Jesli liscie sa zdrowe, to mozna ich uzywac do okrywania jak najbardziej. Mozesz je przemieszac z kompostem i tym przykryc, to i zasilenie na wiosne bedzie juz od razu. Zrebkow czy tez kory raczej sie nie uzywa do okrywania.

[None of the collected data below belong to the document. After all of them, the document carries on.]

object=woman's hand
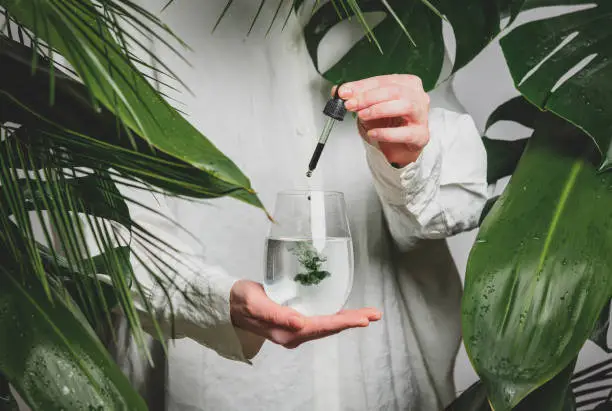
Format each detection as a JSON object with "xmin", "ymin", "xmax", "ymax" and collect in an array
[
  {"xmin": 230, "ymin": 280, "xmax": 381, "ymax": 349},
  {"xmin": 336, "ymin": 74, "xmax": 430, "ymax": 167}
]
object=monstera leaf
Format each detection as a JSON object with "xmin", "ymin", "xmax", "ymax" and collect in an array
[
  {"xmin": 463, "ymin": 115, "xmax": 612, "ymax": 410},
  {"xmin": 500, "ymin": 0, "xmax": 612, "ymax": 170},
  {"xmin": 300, "ymin": 0, "xmax": 513, "ymax": 89}
]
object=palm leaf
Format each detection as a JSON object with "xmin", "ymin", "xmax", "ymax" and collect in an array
[{"xmin": 1, "ymin": 0, "xmax": 263, "ymax": 204}]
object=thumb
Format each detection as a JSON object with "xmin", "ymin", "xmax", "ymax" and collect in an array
[{"xmin": 251, "ymin": 298, "xmax": 305, "ymax": 331}]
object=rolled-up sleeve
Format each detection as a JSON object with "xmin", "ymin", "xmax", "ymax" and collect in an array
[
  {"xmin": 107, "ymin": 184, "xmax": 264, "ymax": 364},
  {"xmin": 364, "ymin": 108, "xmax": 488, "ymax": 250}
]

Wszystkich siewek kosmosu na pewno nie wywale Tylko te, ktore beda sie panoszyc i przeszkadzac innym roslinom. W tym roku polozyly sie na rozach i trawach. Szczyt bezczelosci tak sie klasc na krolowej kwiatow
Kawa, Kamilko i dziewczyny kochane ktore mie odwiedzacie, zyje ale dopiero teraz czas znalazlam
U mnie deszczowo, niektore roze nawet jeszcze jakies kwiaty maja, a niektore nawet i liscie Ogolnie jesien w pelni. Cebulek troche posadzilam i czekam na wiosne, bo na razie u mnie same nudy.
Ewo Pszczolko, oby pieknie wzeszly i cieszyly Cie pomaranczowym zapachem
Sylwia, no wlasnie, jak tu wytrwac do wiosny. Oby szybko przyszla Mi to bardzo odpowiada, ze zima tu tak pozno przychodzi. Tylko czasem troche sniegu by sie jednak przydalo.